Lorenzi and Dekel drove within 300 yards of the city center when they began to see bodies. Several cars were ripped apart by bullets. “It was terrible.” A firefight soon broke out between IDF soldiers and Hamas fighters nearby, but Lorenzi stayed put. “We just kept documenting the brutal murders of these civilians.

“I can tell you, a few of the shots were taken at 10 centimeters from the head of the person. You can tell.”

The terrorists did not discriminate. Lorenzi discovered a car of foreign workers from Asia who were killed at point-blank range. “For them [Hamas], it was like [killing] animals.”

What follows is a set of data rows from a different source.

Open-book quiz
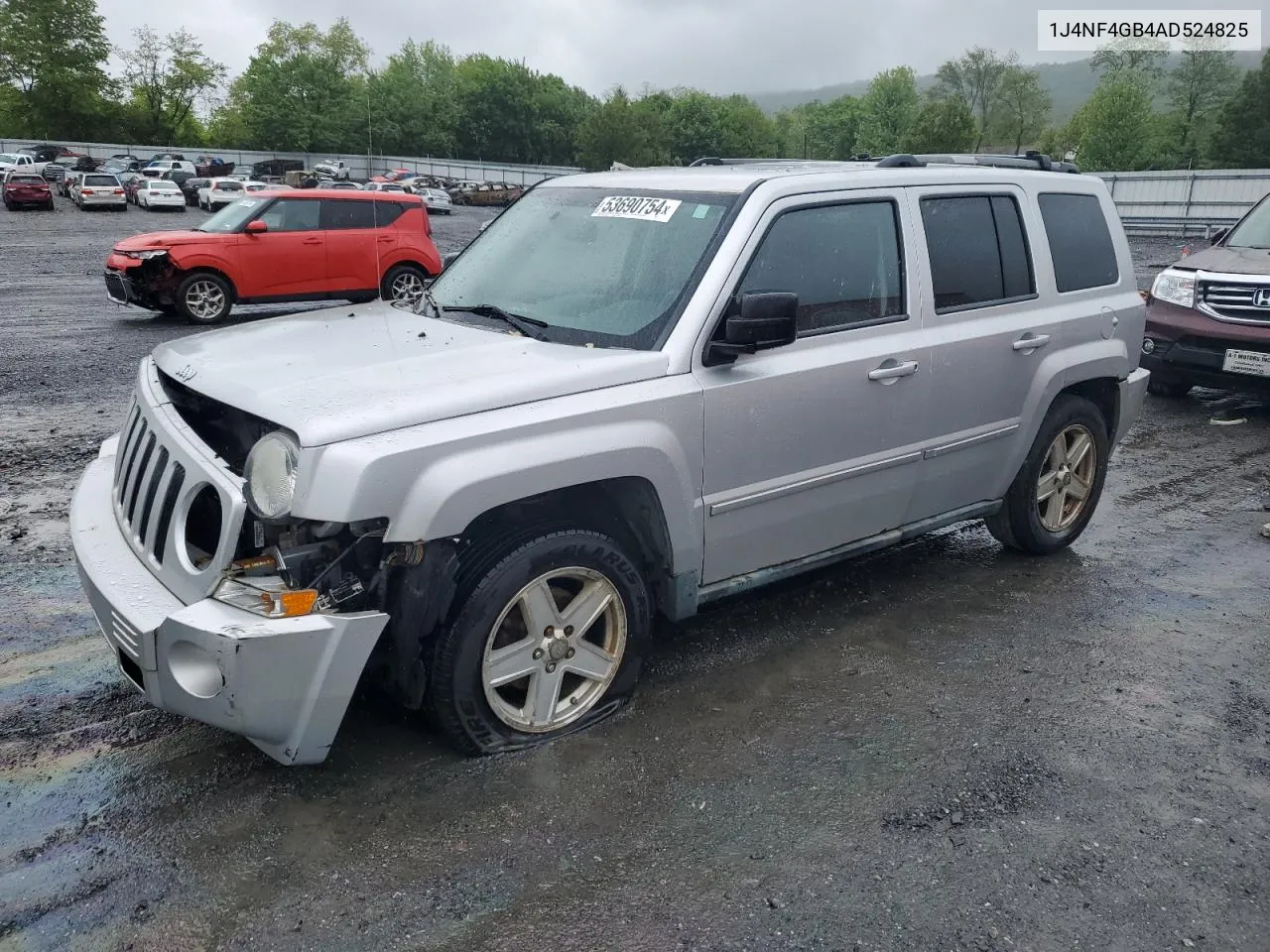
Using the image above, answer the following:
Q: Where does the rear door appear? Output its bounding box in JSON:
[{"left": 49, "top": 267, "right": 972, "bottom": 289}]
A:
[
  {"left": 321, "top": 196, "right": 401, "bottom": 294},
  {"left": 908, "top": 184, "right": 1063, "bottom": 522},
  {"left": 237, "top": 198, "right": 329, "bottom": 299}
]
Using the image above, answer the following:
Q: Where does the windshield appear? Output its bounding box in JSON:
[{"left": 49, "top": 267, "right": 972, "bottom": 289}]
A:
[
  {"left": 432, "top": 187, "right": 735, "bottom": 350},
  {"left": 1225, "top": 196, "right": 1270, "bottom": 248},
  {"left": 194, "top": 198, "right": 266, "bottom": 235}
]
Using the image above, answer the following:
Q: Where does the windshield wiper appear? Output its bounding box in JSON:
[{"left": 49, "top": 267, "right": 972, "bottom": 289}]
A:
[{"left": 441, "top": 304, "right": 552, "bottom": 340}]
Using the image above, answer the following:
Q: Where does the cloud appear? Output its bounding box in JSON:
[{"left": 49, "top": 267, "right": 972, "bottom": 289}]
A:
[{"left": 99, "top": 0, "right": 1244, "bottom": 95}]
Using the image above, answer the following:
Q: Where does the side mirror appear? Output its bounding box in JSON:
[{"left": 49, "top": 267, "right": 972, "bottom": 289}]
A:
[{"left": 706, "top": 291, "right": 798, "bottom": 363}]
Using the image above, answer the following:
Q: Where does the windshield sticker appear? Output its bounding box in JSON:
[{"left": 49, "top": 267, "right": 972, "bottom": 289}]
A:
[{"left": 590, "top": 195, "right": 682, "bottom": 225}]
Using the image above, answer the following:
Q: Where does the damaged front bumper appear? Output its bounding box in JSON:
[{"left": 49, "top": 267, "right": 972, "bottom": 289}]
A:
[{"left": 69, "top": 440, "right": 389, "bottom": 765}]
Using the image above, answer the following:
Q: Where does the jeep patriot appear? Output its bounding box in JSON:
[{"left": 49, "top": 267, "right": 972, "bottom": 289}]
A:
[{"left": 71, "top": 156, "right": 1148, "bottom": 765}]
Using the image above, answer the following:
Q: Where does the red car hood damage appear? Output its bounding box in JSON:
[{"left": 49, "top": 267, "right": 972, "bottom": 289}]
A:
[{"left": 114, "top": 231, "right": 222, "bottom": 251}]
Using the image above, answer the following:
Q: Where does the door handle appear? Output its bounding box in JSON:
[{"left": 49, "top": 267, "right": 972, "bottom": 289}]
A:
[
  {"left": 1011, "top": 332, "right": 1049, "bottom": 350},
  {"left": 869, "top": 357, "right": 917, "bottom": 384}
]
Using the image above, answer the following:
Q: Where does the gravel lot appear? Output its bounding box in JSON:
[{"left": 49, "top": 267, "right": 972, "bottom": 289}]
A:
[{"left": 0, "top": 199, "right": 1270, "bottom": 952}]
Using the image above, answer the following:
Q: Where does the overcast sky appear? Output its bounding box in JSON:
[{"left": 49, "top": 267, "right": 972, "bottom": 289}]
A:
[{"left": 98, "top": 0, "right": 1270, "bottom": 95}]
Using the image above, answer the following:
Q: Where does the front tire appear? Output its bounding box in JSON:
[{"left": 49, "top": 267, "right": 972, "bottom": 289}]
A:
[
  {"left": 177, "top": 272, "right": 234, "bottom": 323},
  {"left": 984, "top": 394, "right": 1111, "bottom": 554},
  {"left": 427, "top": 530, "right": 652, "bottom": 757}
]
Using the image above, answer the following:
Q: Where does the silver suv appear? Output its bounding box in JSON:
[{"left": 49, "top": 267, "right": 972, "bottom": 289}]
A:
[{"left": 71, "top": 156, "right": 1148, "bottom": 763}]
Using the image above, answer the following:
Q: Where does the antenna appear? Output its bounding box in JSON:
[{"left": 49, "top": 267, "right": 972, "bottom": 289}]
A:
[{"left": 366, "top": 71, "right": 384, "bottom": 298}]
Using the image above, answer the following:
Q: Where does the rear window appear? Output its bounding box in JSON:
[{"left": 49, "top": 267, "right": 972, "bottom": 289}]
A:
[
  {"left": 1036, "top": 193, "right": 1120, "bottom": 291},
  {"left": 322, "top": 198, "right": 407, "bottom": 230}
]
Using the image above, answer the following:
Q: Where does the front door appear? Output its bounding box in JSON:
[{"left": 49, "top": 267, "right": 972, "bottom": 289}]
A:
[
  {"left": 695, "top": 191, "right": 930, "bottom": 584},
  {"left": 237, "top": 198, "right": 329, "bottom": 298}
]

The more Lorenzi and his friend explored, the worse it got. “Then we saw eight bodies of old people. I’m talking about 80-year-olds, 70-year-olds. Terrible. Terrible. That reminds me of the Holocaust. Seriously.”

Intense firefighting could still be heard nearby as rockets and mortar shells whizzed overhead. With the fighting in Sderot intensifying, Lorenzi and Dekel decided not to go any deeper into the city. “We are both around 60 years old, and we have children. We are brave but not stupid. You know what I mean?”

The scenes of carnage on Israeli streets were unfathomable to Lorenzi, a veteran of Israel’s war with Lebanon in 2006. “I didn’t see something like that; to see eight people together,” he says of the people shot on the bus. It reminded him of the Palestinian suicide bombing wave of the Second Intifada, when buses and pizza shops were targeted to maximize the number of Israeli civilian casualties.

“I felt like my mission is to document this, to show everybody and the world what was going on,” Lorenzi told NR. “This is a group of old people, foreign workers. This group of eight people were about to go to the sea, to relax for one day.”

The photographers drove north to the nearest hospital to donate blood, but they arrived too late. Israelis, seeing the horrifying news, had already rushed over and met the call. The hospital didn’t need any more blood donations.

Lorenzi decided not to phone his family. “I decided to show them, to tell them, face-to-face.”

One of his sons, serving in an elite unit in the army, had reported for duty earlier in the day. Another son, then traveling with his girlfriend in Seattle, flew back to Israel after hearing the news to report for duty.

“I’m really proud of them. I know something can happen. Since the Holocaust, we didn’t have something like this. This is a tragedy for our country, for the Jewish people.

“What I feel right now, is that we have to fight back. We have to be together to fight back the evil. They’re like the Nazis what they did to babies. We have to fight back in a way that everybody around us — Hezbollah, Iran — will think two times, three times, four times, before they will attack us.

“It’s not revenge. It’s like we have to do it if we want to live in this neighborhood.”